Friday, August 04, 2017

Comment: A Solid Employment Report

by Bill McBride on 8/04/2017 10:00:00 AM

The headline jobs number was above expectations, and there were slight combined upward revisions to the previous two months.  And the unemployment decreased slightly.  

Earlier: July Employment Report: 209,000 Jobs, 4.3% Unemployment Rate

In July, the year-over-year change was 2.16 million jobs. This is decent year-over-year job growth.

Note that July has been the second strongest month for job growth over the three previous years, exceeded only by June, and just ahead of November.  This is the 4th consecutive solid job gain in July:  202 thousand in July 2014, 254 in July 2015, 291 thousand in July 2016, and now 209 thousand in July 2017. 

Average Hourly Earnings

Wages CES, Nominal and RealClick on graph for larger image.

This graph is based on “Average Hourly Earnings” from the Current Employment Statistics (CES) (aka "Establishment") monthly employment report. Note: There are also two quarterly sources for earnings data: 1) “Hourly Compensation,” from the BLS’s Productivity and Costs; and 2) the Employment Cost Index which includes wage/salary and benefit compensation.

The graph shows the nominal year-over-year change in "Average Hourly Earnings" for all private employees.  Nominal wage growth was at 2.5% YoY in July.

Wage growth has generally been trending up.

Part Time for Economic Reasons

Part Time WorkersFrom the BLS report:

The number of persons employed part time for economic reasons (sometimes referred to as involuntary part-time workers), at 5.3 million, was essentially unchanged in July. These individuals, who would have preferred full-time employment, were working part time because their hours had been cut back or because they were unable to find a full-time job.
The number of persons working part time for economic reasons decreased slightly in July. The number working part time for economic reasons suggests a little slack still in the labor market.

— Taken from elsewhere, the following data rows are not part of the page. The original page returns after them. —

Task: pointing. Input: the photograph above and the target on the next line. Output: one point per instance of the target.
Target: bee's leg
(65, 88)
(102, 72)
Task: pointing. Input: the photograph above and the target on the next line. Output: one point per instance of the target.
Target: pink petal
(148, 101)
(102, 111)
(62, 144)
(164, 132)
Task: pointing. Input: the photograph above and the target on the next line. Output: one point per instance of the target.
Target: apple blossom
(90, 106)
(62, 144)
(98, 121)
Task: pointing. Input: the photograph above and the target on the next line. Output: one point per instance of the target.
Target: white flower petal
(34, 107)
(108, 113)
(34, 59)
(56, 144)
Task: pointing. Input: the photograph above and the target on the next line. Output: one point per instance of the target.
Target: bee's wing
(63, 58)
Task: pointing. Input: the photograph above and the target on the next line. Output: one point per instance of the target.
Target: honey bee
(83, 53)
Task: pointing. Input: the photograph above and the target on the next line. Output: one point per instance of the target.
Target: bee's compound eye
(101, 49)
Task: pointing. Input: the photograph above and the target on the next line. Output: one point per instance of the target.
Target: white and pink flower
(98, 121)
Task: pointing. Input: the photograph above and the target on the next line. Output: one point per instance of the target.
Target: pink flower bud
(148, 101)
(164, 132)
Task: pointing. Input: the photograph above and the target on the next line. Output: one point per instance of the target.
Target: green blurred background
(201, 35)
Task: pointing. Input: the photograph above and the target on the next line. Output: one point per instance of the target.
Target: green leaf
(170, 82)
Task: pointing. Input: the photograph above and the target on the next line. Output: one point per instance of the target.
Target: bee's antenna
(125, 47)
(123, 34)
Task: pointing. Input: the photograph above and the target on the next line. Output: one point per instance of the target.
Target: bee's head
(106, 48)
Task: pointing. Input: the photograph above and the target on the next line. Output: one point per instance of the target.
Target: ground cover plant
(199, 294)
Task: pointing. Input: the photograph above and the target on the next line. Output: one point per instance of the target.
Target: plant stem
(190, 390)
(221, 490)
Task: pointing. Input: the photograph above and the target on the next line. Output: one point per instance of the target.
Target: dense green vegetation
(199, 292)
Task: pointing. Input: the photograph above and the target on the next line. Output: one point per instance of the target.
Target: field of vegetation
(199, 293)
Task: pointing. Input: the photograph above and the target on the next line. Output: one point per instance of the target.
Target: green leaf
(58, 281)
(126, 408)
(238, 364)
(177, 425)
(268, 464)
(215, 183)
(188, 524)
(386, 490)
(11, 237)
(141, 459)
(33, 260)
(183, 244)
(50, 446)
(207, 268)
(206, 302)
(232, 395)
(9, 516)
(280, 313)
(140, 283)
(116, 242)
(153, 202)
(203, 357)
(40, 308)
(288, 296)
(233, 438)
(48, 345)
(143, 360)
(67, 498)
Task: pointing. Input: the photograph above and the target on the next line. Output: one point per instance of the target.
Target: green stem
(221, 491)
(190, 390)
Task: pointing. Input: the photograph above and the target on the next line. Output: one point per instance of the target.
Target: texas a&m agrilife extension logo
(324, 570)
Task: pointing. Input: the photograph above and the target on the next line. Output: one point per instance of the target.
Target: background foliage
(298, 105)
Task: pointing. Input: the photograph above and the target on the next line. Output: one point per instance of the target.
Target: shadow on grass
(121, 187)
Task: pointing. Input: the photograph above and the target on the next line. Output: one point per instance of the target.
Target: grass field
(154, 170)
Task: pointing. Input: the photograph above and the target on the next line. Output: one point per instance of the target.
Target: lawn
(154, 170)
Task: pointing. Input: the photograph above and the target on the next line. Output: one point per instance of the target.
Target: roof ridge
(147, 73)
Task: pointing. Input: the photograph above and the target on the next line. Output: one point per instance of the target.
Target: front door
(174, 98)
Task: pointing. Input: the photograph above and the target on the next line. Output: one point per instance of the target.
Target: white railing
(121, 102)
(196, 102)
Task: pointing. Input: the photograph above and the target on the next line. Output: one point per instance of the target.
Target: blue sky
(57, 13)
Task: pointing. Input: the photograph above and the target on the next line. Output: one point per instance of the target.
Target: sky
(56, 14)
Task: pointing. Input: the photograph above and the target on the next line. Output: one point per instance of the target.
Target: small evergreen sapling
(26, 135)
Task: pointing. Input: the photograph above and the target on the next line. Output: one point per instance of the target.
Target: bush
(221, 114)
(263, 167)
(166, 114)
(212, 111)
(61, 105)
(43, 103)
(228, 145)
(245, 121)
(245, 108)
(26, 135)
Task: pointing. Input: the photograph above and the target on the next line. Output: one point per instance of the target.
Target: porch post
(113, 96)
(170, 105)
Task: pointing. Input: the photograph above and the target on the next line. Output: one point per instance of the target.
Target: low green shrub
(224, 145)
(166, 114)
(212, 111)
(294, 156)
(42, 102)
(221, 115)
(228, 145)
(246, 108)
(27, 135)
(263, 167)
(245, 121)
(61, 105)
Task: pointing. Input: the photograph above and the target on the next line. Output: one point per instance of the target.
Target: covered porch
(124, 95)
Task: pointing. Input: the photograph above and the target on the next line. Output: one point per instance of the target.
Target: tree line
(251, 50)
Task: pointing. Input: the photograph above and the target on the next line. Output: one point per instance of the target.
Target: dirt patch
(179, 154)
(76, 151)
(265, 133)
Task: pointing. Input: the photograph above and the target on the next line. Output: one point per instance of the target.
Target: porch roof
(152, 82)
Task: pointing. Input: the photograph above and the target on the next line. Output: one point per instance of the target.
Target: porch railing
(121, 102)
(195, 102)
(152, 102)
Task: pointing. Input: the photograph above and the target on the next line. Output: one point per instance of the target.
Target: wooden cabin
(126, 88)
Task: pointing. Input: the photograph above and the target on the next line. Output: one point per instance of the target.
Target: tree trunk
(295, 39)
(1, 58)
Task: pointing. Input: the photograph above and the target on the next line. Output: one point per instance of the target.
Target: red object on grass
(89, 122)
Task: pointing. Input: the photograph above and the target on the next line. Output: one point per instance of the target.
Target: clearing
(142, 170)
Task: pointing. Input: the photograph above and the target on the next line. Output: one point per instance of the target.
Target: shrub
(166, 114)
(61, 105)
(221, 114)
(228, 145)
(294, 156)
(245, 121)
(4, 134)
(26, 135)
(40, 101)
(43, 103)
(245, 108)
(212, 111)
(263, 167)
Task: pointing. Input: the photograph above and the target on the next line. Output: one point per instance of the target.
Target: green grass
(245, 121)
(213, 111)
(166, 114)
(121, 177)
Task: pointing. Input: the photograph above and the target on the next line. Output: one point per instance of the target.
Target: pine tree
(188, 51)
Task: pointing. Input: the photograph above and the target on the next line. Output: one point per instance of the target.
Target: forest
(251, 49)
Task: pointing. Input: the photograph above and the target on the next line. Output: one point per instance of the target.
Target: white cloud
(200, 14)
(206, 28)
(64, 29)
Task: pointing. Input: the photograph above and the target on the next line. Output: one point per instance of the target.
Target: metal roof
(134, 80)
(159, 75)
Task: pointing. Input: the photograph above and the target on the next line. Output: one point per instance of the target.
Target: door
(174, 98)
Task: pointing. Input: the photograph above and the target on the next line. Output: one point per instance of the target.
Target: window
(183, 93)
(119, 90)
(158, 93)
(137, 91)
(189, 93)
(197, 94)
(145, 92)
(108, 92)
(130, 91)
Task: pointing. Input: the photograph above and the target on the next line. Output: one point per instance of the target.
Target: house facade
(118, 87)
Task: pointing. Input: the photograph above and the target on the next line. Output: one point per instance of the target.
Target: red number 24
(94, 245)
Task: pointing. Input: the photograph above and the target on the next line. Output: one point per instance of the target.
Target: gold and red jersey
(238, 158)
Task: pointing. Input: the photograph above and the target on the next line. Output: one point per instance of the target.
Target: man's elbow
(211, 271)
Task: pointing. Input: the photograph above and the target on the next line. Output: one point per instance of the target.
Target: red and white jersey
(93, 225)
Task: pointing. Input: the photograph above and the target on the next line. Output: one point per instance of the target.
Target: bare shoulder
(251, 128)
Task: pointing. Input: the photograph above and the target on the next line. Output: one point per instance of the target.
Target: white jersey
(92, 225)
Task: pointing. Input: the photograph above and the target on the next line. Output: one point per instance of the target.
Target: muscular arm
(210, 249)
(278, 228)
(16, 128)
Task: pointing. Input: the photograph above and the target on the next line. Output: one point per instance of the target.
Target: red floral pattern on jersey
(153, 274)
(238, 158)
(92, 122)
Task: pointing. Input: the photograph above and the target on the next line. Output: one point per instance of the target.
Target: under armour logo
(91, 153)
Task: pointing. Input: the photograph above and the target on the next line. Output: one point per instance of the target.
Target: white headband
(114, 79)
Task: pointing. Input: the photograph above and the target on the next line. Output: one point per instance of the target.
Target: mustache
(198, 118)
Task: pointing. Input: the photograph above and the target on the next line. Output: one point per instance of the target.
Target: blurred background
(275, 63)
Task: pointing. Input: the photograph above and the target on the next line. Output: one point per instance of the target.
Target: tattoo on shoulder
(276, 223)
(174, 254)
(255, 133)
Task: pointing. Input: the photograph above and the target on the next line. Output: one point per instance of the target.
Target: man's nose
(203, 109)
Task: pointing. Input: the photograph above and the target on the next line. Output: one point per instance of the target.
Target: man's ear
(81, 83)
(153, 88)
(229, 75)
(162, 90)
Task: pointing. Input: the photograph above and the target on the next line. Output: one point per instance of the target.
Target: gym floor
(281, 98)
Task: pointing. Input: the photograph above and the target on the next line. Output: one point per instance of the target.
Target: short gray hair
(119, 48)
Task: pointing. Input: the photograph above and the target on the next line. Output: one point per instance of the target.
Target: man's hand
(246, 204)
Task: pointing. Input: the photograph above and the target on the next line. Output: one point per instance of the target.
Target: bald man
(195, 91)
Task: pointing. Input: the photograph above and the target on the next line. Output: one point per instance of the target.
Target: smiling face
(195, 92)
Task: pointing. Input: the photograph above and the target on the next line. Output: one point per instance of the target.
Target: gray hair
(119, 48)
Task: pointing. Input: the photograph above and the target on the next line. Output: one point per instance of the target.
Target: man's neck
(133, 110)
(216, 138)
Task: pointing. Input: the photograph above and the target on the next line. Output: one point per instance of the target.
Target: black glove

These workers are included in the alternate measure of labor underutilization (U-6) that was unchanged at 8.6% in July.

Unemployed over 26 Weeks

Unemployed Over 26 WeeksThis graph shows the number of workers unemployed for 27 weeks or more.

According to the BLS, there are 1.79 million workers who have been unemployed for more than 26 weeks and still want a job. This was up from 1.66 million in June.

This is generally trending down, but still a little elevated.

Although U-6, the number of persons employed part time for economic reasons, and the number of long term unemployed are still a little elevated, it appears the economy is nearing full employment.

Overall this was another solid report.